In recent decades, many Christians have been drawn to the Reformed understanding of the faith due to its holistic approach to the life in Christ—an emphasis found especially in the neocalvinist revival in the nineteenth-century Netherlands, led by Abraham Kuyper, Herman Bavinck and others. Transplanted to North America in the twentieth century, neocalvinism has led to the establishment of a number of confessionally-based organizations, including a network of Christian day schools, universities, labour unions, think tanks, political movements and farmers’ associations. The Kuyperian influence has expanded over the last three decades due to the efforts of, among others, the Center for Public Justice, the Coalition for Christian Outreach, Redeemer University College, the Christian Labour Association of Canada and, of course, Cardus. It is now more common to hear ordinary evangelical Christians speak in terms of all of life belonging to Christ and of grace restoring nature, though they may differ in the practical implications they draw from this basic confession.

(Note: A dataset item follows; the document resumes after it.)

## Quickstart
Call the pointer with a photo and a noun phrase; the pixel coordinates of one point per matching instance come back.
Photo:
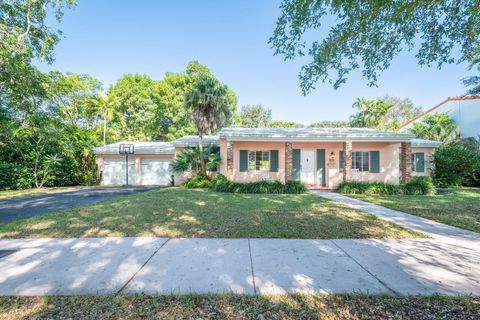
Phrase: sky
(107, 39)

However, not all evangelical Christians are necessarily on side of this neocalvinist revival. Ray Pennings explored the relationship between neocalvinists and neopuritans in Comment‘s December 2008 issue, and in his September 28, 2009 online article, he added two more categories to his analysis: “Old Calvinists” and “two-kingdoms” Calvinists, the latter of whom go out of their way to oppose the neocalvinist vision.

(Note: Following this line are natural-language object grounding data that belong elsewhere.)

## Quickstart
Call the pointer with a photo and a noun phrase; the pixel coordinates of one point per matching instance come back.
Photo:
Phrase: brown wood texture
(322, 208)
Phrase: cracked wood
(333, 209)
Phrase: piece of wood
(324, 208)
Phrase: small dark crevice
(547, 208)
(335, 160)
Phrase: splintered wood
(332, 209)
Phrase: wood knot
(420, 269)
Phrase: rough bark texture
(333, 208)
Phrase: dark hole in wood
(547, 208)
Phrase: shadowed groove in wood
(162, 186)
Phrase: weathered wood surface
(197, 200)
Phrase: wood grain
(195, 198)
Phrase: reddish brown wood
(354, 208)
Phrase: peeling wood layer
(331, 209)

Two-kingdoms Calvinists are associated primarily with Westminster Seminary in Escondido, California (WSC). WSC opened in 1980 as a branch campus of Westminster Seminary, Philadelphia, in response to the felt need for a Reformed seminary on the west coast of the United States. Becoming independent two years later, WSC has come to occupy a particular place in the network of Reformed Christian educational institutions in this continent. Its website claims that it carries on the legacy of Calvin’s Genevan Academy, as well as that of pre-1929 Princeton Seminary, with the latter’s devotion “to the inerrancy of the Bible, outstanding scholarship, fine academic education and service to the church in its preaching and missionary work.” Accordingly, it binds itself to the doctrinal standards of both Presbyterian and continental Reformed traditions. Above all, then, WSC is a confessional institution.

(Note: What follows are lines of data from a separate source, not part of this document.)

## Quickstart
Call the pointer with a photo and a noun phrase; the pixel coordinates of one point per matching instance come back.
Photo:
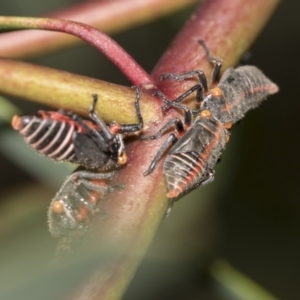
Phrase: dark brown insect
(197, 145)
(64, 136)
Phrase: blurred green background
(249, 216)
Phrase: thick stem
(135, 212)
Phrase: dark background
(249, 216)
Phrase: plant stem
(111, 49)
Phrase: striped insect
(77, 201)
(64, 136)
(197, 145)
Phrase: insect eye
(230, 79)
(205, 114)
(58, 207)
(122, 159)
(216, 92)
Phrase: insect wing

WSC is also distinguished by its strong emphasis on ecclesiology—on the place of the institutional church and the ordinary means of grace attached to it. In this, it sets itself apart from the various non-ecclesial evangelicalisms that dominate the American religious landscape. The latter tend to see the church as a voluntary association composed of like-minded individual believers, freely gathering to worship God according to their respective convictions and predilections. WSC views the church as a divinely-established authoritative institution holding the keys to the kingdom (Matthew 16:19), as found especially in the preaching of the Word and the administration of the sacraments. Where then do two kingdoms come into the picture?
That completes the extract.